Florida State University Pledge’s Death Sparks Investigation, Suspension of Fraternity

Florida State University Pledge’s Death Sparks Investigation, Suspension of Fraternity

Andrew Coffey, a Florida State University Student and Pi Kappa Phi Fraternity Pledge, Was Found Dead Friday Morning After Fraternity Party.

The death of a Andrew Coffey at Florida State University has sparked a police investigation and the suspension of the national Pi Kappa Phi fraternal organization’s local chapter, Beta Eta, officials said.

With any devastating circumstance, questions mount – how does a community prevent future tragedies and who should be held responsible?

The student, 20-year-old Andrew Coffey, was found Friday morning around 10:23 a.m. ET after the Tallahassee Police Department received a call about an unresponsive person at a home on Buena Vista Drive.

Coffey was pronounced dead at the scene, and an investigation into his death is ongoing, police said.

Douglas Fierberg – a nationally acclaimed wrongful death attorney representing clients who have sued universities, national fraternities and local chapter members for alcohol-related student deaths – cautions:  

“Even if a party is held at an off-campus fraternity house, the hosts and the organization may still be liable. These organizations need to be rendered safe, there is no excuse for not intervening.”

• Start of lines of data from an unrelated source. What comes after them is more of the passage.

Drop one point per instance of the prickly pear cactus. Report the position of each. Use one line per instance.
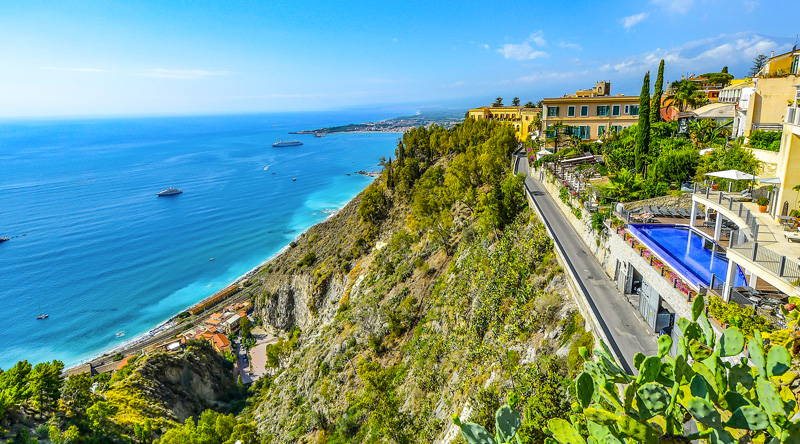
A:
(732, 400)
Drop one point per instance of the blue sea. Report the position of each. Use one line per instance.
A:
(95, 248)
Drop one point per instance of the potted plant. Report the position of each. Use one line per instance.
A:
(762, 202)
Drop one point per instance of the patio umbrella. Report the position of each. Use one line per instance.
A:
(732, 175)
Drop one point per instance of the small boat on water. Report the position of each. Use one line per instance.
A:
(281, 143)
(169, 192)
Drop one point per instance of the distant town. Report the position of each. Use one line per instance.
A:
(446, 119)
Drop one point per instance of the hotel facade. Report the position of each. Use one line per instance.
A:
(522, 118)
(592, 115)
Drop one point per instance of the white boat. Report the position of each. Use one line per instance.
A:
(169, 192)
(281, 143)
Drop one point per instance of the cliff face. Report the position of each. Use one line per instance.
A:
(169, 388)
(435, 327)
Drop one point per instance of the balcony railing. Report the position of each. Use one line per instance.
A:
(793, 115)
(734, 206)
(768, 127)
(781, 266)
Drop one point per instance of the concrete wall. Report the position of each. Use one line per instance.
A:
(789, 167)
(769, 161)
(768, 104)
(611, 248)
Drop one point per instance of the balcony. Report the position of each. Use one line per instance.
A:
(793, 115)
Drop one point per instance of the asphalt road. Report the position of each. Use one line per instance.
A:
(621, 323)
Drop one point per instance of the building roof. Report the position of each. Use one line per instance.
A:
(740, 85)
(716, 111)
(123, 362)
(233, 319)
(220, 342)
(593, 99)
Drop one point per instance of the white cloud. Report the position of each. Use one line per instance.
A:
(568, 45)
(522, 51)
(633, 20)
(538, 39)
(703, 55)
(181, 74)
(54, 68)
(675, 6)
(546, 75)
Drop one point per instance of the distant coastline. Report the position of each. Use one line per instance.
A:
(446, 119)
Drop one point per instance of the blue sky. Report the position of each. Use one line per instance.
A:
(186, 57)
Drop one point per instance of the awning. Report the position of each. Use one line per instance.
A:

Fierberg was featured on CNN to discuss the perils of fraternity hazing violence and death:

“The dangers of fraternities are not myths. They are reality. The failure by universities to tell the truth about the risks facing students in fraternities specifically related to hazing misuse and abuse of alcohol and other misconduct is the new battleground.” Fierberg tells CNN. “It needs to be changed nationally, because parents and students are entitled to timely and accurate information about the risks they face.  And universities have no basis, morally or legally, to withhold that information from the university community.”

Fierberg said universities violate their duties to students and parents when they create websites about Greek life and only include feel-good information, instead of an accurate and complete picture:

“[Universities] won’t give you the full information because it will confirm that what you believe is right. Of course you have a zero tolerance policy. [Hazing is] illegal. … But why wouldn’t you tell parents it’s still going on?”

Having represented victims of similar tragedies associated with fraternities, our hope is that the Coffey family finds answers related to how this terrible loss transpired.

Our thoughts are with Andrew’s family and community during this extremely difficult time.